Pour la banque A : Elle a donné un crédit à une entreprise X, donc créer une quantité de
monnaie équivalente à 100 sous forme des dépôts à vue (en monnaie scripturale). L’entreprise X
va utiliser ces dépôts pour payer ses fournisseurs et ses salariés qui sont répartis entre la banque
A et la banque B.
Pour la banque B : Egalement elle a accordé un crédit de 100 pour une entreprise Y qui va
l’utiliser pour payer ses propres fournisseurs et salariés.
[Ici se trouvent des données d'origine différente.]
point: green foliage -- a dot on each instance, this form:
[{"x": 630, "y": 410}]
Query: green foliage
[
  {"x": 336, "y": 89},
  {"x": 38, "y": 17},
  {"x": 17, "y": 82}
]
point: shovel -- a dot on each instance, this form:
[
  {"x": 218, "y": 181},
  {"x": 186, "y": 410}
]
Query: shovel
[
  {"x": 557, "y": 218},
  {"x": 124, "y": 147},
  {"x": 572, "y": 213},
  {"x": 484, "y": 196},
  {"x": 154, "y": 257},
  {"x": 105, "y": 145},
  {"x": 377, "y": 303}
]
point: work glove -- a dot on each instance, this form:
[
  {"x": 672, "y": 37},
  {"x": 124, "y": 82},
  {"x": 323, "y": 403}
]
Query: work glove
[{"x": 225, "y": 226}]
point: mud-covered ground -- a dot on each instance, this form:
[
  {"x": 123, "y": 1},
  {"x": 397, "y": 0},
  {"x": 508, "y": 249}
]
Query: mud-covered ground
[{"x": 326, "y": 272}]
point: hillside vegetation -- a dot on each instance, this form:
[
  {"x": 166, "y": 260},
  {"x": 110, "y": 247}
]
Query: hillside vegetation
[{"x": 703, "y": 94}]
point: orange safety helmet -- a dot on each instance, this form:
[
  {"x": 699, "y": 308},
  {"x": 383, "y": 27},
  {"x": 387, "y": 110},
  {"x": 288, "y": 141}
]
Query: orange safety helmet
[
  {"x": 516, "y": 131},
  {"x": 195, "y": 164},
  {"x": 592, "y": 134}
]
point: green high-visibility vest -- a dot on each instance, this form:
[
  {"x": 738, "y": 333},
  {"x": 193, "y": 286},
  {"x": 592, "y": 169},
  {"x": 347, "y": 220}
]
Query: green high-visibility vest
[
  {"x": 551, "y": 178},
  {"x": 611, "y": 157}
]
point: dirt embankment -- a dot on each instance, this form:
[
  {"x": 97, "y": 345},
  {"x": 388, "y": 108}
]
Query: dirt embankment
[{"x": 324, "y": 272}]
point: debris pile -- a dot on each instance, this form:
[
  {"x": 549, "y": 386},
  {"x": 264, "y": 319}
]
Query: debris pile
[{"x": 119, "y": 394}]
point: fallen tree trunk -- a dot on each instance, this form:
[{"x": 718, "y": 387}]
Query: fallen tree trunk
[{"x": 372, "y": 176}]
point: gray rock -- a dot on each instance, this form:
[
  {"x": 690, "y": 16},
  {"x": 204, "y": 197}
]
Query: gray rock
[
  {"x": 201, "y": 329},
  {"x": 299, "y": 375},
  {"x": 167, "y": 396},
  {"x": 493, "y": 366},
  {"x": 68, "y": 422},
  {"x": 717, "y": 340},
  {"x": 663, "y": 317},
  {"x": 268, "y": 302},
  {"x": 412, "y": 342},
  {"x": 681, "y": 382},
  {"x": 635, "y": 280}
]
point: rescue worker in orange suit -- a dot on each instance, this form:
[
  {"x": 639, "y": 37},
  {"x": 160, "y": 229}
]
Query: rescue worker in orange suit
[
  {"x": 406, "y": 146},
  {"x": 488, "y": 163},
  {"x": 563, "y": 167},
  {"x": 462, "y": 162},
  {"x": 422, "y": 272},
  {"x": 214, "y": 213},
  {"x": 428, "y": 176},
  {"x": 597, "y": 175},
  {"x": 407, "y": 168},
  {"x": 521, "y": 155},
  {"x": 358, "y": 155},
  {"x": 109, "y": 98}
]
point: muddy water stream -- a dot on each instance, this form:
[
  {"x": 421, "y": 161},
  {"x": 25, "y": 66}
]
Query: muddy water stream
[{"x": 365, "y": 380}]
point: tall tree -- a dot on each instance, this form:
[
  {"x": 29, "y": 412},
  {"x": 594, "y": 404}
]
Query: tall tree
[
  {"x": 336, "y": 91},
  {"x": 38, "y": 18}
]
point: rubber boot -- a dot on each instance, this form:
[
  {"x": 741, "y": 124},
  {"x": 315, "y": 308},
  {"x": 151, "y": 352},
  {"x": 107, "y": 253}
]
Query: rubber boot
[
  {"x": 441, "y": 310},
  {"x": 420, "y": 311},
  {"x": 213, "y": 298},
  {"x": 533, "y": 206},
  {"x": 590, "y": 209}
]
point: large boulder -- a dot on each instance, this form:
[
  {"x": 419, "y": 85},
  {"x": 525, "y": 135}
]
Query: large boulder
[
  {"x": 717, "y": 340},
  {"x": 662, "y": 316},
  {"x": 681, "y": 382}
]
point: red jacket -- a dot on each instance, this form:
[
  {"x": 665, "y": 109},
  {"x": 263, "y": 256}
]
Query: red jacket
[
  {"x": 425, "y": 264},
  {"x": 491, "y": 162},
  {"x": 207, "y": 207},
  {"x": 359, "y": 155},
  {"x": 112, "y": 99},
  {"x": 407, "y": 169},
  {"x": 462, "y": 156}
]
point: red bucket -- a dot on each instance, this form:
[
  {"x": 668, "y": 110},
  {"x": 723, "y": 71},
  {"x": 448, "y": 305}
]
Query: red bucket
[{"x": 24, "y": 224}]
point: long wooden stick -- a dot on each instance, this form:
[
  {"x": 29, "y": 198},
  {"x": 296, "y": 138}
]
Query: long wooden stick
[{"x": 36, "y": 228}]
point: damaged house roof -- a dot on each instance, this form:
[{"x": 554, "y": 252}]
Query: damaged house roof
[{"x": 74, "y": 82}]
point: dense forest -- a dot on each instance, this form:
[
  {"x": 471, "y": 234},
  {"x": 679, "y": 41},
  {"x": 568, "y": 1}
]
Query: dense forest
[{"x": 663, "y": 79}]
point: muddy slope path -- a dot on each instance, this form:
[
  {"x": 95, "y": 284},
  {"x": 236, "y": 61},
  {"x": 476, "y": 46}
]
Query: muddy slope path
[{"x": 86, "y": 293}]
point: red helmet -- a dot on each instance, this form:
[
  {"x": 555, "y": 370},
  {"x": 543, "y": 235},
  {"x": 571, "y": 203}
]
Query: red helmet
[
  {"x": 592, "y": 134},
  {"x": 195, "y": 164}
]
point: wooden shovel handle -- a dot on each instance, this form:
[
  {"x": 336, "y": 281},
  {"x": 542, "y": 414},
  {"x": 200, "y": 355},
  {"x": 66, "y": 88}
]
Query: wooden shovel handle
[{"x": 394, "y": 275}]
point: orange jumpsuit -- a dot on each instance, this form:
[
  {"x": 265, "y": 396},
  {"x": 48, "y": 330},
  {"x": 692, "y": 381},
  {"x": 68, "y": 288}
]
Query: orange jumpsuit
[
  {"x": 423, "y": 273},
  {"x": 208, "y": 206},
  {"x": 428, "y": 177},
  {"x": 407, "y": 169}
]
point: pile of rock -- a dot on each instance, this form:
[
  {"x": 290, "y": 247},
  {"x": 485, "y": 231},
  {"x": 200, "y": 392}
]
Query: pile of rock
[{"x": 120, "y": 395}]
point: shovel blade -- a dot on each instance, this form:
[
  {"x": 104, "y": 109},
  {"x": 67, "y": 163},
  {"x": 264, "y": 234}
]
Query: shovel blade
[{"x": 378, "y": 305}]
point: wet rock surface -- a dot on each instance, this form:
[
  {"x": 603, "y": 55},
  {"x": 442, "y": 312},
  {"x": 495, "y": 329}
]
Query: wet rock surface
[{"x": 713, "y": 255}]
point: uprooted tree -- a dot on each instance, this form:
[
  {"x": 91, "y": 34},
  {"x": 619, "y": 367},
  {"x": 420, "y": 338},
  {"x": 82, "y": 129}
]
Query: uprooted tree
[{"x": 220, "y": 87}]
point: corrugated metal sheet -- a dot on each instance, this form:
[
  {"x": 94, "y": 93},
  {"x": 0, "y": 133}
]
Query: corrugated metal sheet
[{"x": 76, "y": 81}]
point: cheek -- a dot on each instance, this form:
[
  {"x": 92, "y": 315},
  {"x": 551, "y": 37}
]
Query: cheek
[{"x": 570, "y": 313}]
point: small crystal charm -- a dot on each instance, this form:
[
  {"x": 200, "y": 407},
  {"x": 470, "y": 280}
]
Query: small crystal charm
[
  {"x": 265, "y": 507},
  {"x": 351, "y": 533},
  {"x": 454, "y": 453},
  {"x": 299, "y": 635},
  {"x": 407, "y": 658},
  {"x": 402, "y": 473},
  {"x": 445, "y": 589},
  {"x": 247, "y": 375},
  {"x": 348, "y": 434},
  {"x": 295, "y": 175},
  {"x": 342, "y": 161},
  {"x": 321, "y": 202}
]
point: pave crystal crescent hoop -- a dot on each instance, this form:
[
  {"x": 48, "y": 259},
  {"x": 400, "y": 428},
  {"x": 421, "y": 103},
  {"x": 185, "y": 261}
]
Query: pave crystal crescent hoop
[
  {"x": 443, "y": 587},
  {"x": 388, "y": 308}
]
L'écriture comptable de deux banques présente comme suit : (E/s = entreprise)
Banque A
Crédit Débit
100 100
D 20E/s A
D 20E/s B
40
Banque B
Crédit Débit
100 100
D 80E/s B
D 80E/s A
160

Commentaire :
La banque B se trouve dans une situation très à l'aise en voyant que sa marge (D-C) s’améliore
pour atteindre 60, elle a gardé 80 des dépôts qui a créé et elle reçue 80 émanant de la banque A
sous forme de fuites, par contre la banque A et à cause de sa faible part de marché, elle se trouve
avec un déséquilibre entre dépôts et crédits, sa situation est expliquer par la faible partie des
dépôts gardés (20) depuis les dépôts qui elle a créé et elle reçue 20 depuis la banque B sous forme
de fuites et elle a subi 80 de fuite.
La banque A est amenée à chercher des solutions pour équilibrer sa situation bilancielle, dans
notre cas elle doit demander la liquidité bancaire depuis la banque B (60).
Développement équilibré :
Un réseau bancaire peut octroyer de manière autonome plus de crédits (sans faire appel au
refinancement interbancaire, c-à-d sans demander de liquidité bancaire) si sa part de marché
sur les dépôts est importante, pour notre cas, il s’agit de la banque B. Selon KEYNES, les fuites
hors de chaque réseau bancaire se compensent parfaitement si le rapport des crédits nouveaux
égale au rapport des parts de marché des dépôts. Nulle opération de refinancement n’est pas
nécessaire dans ce cas (toutes les banques marchent de même pas) selon KEYNES cette situation
dit développement équilibré.
Démonstration :
Fa = Fb
Fa = 0.8 Ca = (1-Da).Ca , avec 1-Da = Db
Fb = 0.2 Cb = (1-Db).Cb , avec 1-Db = Da
→ Db × Ca = Da × Cb
→ Ca/Cb= Da/Db
Fa : fuite depuis la banque A
Ca : création de la banque A
Da : dépôts de la banque A
Commentaire :
Selon KEYNES et on se référant à la règle de « une banque doit d’abord collecter le maximum
des dépôts possible avant d’octroyer de crédits », on peut expliquer qu'une banque qui est petite
en terme de part de marché des dépôts, ne doit pas octroyer beaucoup de crédits sinon elle se
trouvera face à la problématique de fuite.